I kept thinking my Hitty reminded me of something and I finally figured it out!

The mother from the original Fisher Price toys! HA!
I actually had these toys when they were all made of wood. Funny.


Anonymous said...

Congratulation on a great job. Hitty is a adorable.

Anonymous said...

Your Hitty is a winner. You are quite talented.

Anonymous said...

What a wonderful job you did creating your own Hitty.

Brenda and Sophie said...

Thank you Joan, I am pretty pleased. I am definitely going to try another though and see if I can improve.

Brenda and Sophie said...

Thank you Marion, I appreciate the good words! I am going to keep working on my carving though. :)

Brenda and Sophie said...

Thank you Marilyn, I am happy with this first try. I will definitely be trying again.

Anonymous said...

Hitty is so pretty. Well done!

Brenda and Sophie said...

Thank you Fawn!

Wanda Harrigan said...

A friend forwarded a link to your blog. I have a couple of You Tube videos on carving half harms and legs . It was for a challenge to make a cloth bodied Hitty. Your first Hitty is very very good. To keep paint from bleeding you need to seal the wood. I use an acrylic spray because it dries quickly. Wood is like a straw and sucks the paint into the openings where we don't want it.

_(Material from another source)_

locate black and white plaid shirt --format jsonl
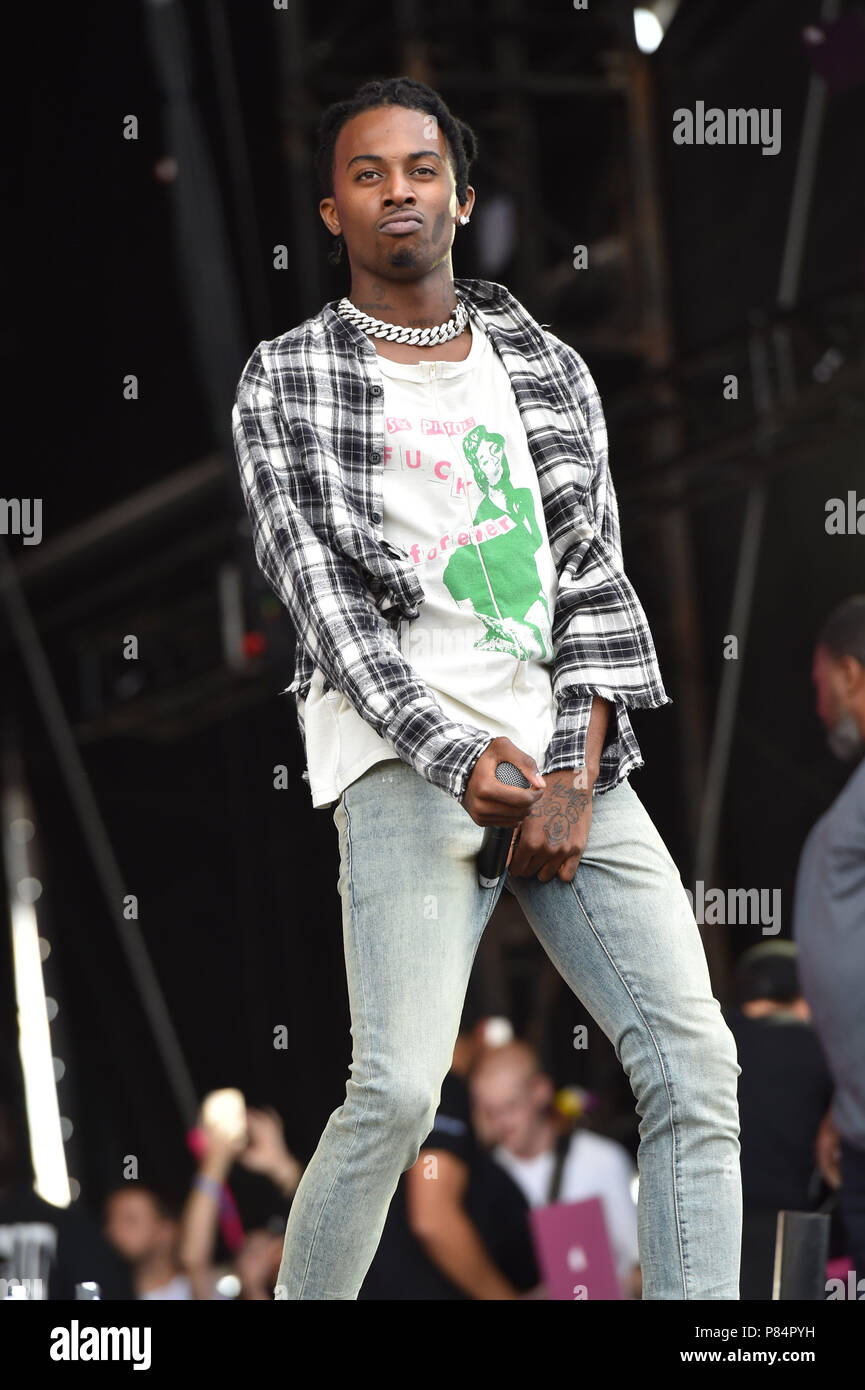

Great carving, keep doing it.

Brenda Savage said...

Thank you Wanda! My first Hitty was a real challenge, but I was happy with the results. I have a second doll in the works, but I have stalled a bit - afraid to make a mistake! We are going on a camping trip soon and I will take the doll with me and see if I can break through my anxieties. I will look at your videos before I leave and see if your guidance will help me break through. The video I watched for my first doll was a much older lady, I don't remember her name.

Susan Serven said...

Your first Hitty is wonderful!! I'm making one too... I bought a kit but am trying from scratch (following the model in the kit). Before you paint dud you first seal the wood? Or did you just paint her face, hair, and shoes /stockings and leave her "skin" without paint and finish with Tung oil? Also, I'm having a hard time with my Warren knives...(the blades keep slipping out, lol!) Did you something else? Sorry for all the questions and thank you!

Brenda Savage said...

Thank you Susan, it was a fun project. I painted before sealing and found out later I should have sealed first. The paint just soaks in to the wood and blurs! I used carving knives I bought in a kit by "Flexcut". They were very good. It came with 3 knives. Later I used a dremel tool my husband had for sanding in small details. I am a rank amateur here though. There are some VERY good tutorials online. One of the ladies, Wanda Harrington, commented on this post.